A draft report by the Metropolitan Beaches Commission obtained by The Associated Press is calling for the hiring of more full-time and seasonal employees, from beach managers to workers who help clean the sand.
The report also makes a series of recommendations about ways to improve the seaside experience, including instituting trolley shuttle services to some beaches, allowing kayak rentals and enhancing bicycle and pedestrian connections between beaches.
State Sen. Thomas McGee, co-chairman of the commission, said many of the beaches were in rough shape before the commission issued its first recommendations in 2007. He said the state was able to make real progress, and the investments made a difference.
McGee said it’s important not to let those improvements slip away.
“We need to go from beaches that are good to beaches that are great,” he said. “We heard that loud and clear. If they can go to the beaches and really enjoy them, people understand that we are doing the right thing.”
Bruce Berman of the group Save the Harbor/Save the Bay, which worked with the commission, said staffing levels at the Department of Conservation and Recreation have slipped in recent years as the state faced tighter budgets.
“The bad news is that the gains we made are at risk because of the erosion of DCR’s budget during the recession,” Berman said.
The report warns that “chronic underfunding of DCR as a whole challenges its ability to meet its commitments to public and its mission as an agency” and that an extra $7 million to $10 million made be needed in annual operating funds to meet those commitments.
The report also looked at other ways to improve the beach-going experience.
One long-standing bone of contention has been the question of dogs and dog owners who want to take advantage of the beaches. Berman said the public is split between those who think there should be opportunities for dogs on the beaches all the time and those who think dogs and the problem of dog waste should be banned.

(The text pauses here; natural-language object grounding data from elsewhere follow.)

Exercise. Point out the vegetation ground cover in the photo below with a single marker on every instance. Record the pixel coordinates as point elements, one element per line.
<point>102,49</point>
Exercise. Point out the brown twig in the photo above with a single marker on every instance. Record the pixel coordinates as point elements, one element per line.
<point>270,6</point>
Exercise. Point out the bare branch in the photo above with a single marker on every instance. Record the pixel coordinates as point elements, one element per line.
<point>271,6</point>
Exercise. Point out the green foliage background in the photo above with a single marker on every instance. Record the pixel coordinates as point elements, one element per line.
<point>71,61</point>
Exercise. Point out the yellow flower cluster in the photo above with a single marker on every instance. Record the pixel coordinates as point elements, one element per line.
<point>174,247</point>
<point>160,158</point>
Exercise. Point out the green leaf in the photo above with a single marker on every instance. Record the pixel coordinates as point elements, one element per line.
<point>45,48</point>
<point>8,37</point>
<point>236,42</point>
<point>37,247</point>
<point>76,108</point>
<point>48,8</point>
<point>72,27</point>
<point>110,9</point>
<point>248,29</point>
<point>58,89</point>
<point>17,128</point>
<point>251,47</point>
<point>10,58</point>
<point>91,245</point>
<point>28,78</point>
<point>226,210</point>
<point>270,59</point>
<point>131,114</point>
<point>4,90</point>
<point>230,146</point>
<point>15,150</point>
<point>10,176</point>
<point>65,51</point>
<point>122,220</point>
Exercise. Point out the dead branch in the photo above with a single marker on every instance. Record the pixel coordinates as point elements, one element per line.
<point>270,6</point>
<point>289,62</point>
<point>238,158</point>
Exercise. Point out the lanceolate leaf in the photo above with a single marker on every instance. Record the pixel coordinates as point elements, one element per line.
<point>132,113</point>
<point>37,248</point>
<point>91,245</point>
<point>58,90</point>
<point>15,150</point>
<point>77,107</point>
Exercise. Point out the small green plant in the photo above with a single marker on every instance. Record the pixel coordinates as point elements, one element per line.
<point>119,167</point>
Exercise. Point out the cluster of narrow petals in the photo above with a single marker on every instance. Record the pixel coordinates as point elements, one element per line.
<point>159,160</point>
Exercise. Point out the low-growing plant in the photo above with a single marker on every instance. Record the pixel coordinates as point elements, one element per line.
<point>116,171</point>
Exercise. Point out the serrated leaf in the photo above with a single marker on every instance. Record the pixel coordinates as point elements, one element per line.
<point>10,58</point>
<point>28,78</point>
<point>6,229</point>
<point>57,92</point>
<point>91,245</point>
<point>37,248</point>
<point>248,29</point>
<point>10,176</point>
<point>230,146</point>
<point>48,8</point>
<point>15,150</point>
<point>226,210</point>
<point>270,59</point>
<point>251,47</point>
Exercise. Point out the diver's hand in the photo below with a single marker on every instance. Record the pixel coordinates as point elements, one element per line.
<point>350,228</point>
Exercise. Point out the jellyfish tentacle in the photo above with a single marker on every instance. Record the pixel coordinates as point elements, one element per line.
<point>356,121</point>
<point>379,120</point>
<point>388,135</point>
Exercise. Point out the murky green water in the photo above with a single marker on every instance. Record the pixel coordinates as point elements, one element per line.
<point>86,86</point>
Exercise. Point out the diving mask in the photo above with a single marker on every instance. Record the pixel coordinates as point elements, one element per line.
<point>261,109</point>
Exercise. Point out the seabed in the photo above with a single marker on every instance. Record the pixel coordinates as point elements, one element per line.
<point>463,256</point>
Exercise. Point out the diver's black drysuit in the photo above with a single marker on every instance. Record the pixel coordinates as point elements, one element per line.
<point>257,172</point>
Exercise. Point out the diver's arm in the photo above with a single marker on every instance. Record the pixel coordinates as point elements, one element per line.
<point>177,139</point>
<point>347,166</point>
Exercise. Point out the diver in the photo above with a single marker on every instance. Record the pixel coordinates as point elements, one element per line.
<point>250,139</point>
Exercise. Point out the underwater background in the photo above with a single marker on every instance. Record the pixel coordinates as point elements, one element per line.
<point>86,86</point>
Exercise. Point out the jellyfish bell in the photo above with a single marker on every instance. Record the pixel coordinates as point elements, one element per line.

He said one possible solution is the adoption of beach dog parks — areas where dogs would be allowed and where there would be pressure on dog owners to clean up after their pets.
The report also suggested offering more commercial concessions like refreshment stands and kayak rentals on the beaches.
Another source of frustration for some beachgoers are the piping plovers that nest on two of the beaches in Revere and Winthrop, forcing officials to cordon off the nesting areas. Berman said instead of using police caution tape, the areas could be identified in a more appealing way to designate the nests.
“That way it won’t look like a crime scene,” he said.
The report also makes specific recommendations for improvements to each of the dozen or so beaches looked at by the commission.
The Massachusetts Legislature formed Metropolitan Beaches Commission in 2006 to take an in-depth look at beaches that the Department of Conservation and Recreation manages in Nahant, Lynn, Revere, Winthrop, East Boston, South Boston, Dorchester, Quincy and Hull.
Berman said the commission will accept public comments through March 1 before releasing a final version of the report.